In a rigorous evaluation, this trial addresses some of the gaps of prior studies. First, given that many people have busy lifestyles, they value convenient access to health behavior change programs [79]. In this context, the MoVo-App offers the opportunity to support behavioral interventions in real-life situations. Second, although apps have a high potential to support individuals to become active more sustainably, most of the apps are lacking evidence-based content [80]. In the development of the MoVo-App, we systematically translated the theoretical concepts of the MoVo process model into the app. Third, outcomes in this study not only comprise physical activity behavior but also measure health-related variables (e.g., pain intensity, depression) and underlying psychological mediators of behavior change as postulated within the MoVo concept. This will allow a deeper understanding of the treatment processes within MoVo-LISA and the MoVo-App, which in turn can help to further develop the intervention. Fourth, by implementing the intervention directly into routine healthcare, we will be able to enroll a more naturalistic sample. Most trials of internet- and mobile app–based interventions suffer from a selection bias with mostly highly educated and female participants self-selecting into these interventions [35, 81]. Due to the consecutive routine care sample, self-selection bias can be minimized in this trial. Finally, MoVo-LISA is conceptualized to be used for a wide range of settings and indications. Therefore, the blended intervention of MoVo-LISA and the MoVo-App can easily be transferred to other (healthcare) settings as well as health conditions.

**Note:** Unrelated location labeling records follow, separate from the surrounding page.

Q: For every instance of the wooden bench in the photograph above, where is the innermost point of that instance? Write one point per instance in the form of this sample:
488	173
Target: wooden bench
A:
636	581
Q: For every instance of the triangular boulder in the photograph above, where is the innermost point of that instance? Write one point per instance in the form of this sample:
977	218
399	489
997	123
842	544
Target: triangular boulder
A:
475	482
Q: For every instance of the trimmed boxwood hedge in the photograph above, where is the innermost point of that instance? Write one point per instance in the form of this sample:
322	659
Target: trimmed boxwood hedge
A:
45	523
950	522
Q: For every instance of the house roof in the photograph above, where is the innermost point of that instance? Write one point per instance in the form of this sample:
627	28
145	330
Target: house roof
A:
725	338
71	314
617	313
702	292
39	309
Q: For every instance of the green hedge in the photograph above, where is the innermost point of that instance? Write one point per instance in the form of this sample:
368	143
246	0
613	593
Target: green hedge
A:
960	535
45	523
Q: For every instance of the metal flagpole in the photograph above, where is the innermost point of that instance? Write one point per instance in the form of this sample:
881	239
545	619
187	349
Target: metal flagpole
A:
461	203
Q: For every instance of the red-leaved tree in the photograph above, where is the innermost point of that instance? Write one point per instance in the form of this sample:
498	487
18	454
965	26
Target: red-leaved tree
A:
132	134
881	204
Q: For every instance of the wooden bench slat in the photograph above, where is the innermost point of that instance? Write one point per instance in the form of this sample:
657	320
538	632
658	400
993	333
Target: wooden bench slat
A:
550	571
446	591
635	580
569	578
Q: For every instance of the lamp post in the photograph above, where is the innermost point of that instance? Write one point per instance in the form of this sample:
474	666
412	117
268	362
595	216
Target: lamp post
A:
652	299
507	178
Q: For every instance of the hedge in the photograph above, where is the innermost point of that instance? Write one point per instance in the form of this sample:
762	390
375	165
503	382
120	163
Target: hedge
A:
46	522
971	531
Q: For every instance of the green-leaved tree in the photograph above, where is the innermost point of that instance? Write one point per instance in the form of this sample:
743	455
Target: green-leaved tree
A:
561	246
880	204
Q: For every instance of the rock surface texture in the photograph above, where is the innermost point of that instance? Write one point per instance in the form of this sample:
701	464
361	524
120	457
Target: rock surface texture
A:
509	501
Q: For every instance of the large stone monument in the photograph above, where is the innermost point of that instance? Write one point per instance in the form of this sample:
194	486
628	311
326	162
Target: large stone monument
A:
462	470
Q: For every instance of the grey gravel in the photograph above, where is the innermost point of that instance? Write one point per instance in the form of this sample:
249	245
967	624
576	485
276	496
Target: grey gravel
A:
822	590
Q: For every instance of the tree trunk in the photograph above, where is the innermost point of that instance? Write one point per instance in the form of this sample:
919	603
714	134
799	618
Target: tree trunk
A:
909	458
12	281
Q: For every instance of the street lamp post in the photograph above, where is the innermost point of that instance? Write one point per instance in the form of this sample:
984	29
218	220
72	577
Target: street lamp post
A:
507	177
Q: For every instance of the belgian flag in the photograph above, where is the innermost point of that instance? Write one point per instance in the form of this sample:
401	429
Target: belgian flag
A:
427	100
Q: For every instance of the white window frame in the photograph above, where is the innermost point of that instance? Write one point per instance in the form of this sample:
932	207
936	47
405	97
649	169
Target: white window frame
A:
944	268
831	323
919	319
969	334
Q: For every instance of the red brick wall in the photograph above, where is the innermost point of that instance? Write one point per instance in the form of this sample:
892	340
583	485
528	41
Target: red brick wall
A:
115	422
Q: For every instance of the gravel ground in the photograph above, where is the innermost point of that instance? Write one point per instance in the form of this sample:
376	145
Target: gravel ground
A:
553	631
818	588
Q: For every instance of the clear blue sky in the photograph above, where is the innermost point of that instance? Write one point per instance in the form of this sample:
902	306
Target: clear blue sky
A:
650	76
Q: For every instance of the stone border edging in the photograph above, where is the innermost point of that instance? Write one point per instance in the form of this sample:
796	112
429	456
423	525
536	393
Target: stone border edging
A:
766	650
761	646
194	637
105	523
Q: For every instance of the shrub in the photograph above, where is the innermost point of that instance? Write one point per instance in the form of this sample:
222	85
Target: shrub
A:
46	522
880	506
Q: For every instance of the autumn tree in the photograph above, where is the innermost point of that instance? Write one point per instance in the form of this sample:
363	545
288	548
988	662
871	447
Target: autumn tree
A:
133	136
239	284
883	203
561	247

Some limitations need to be addressed. First, the primary outcome is assessed with a questionnaire that is only available in German and does not provide a minimal clinically important difference. Second, there are no objective measures of the primary outcome physical activity conducted. If the results of this study indicate that the blended intervention of MoVo-LISA and MoVo-App is more effective than MoVo-LISA alone, its clinical impact on the promotion and maintenance of an increased level of physical activity could be substantial.

Trial status

This is protocol version number 3, dated June 04, 2020. Recruitment began on 7 January 2019; the last patient was enrolled on 3 December 2019. The first results of this study are expected in 2021.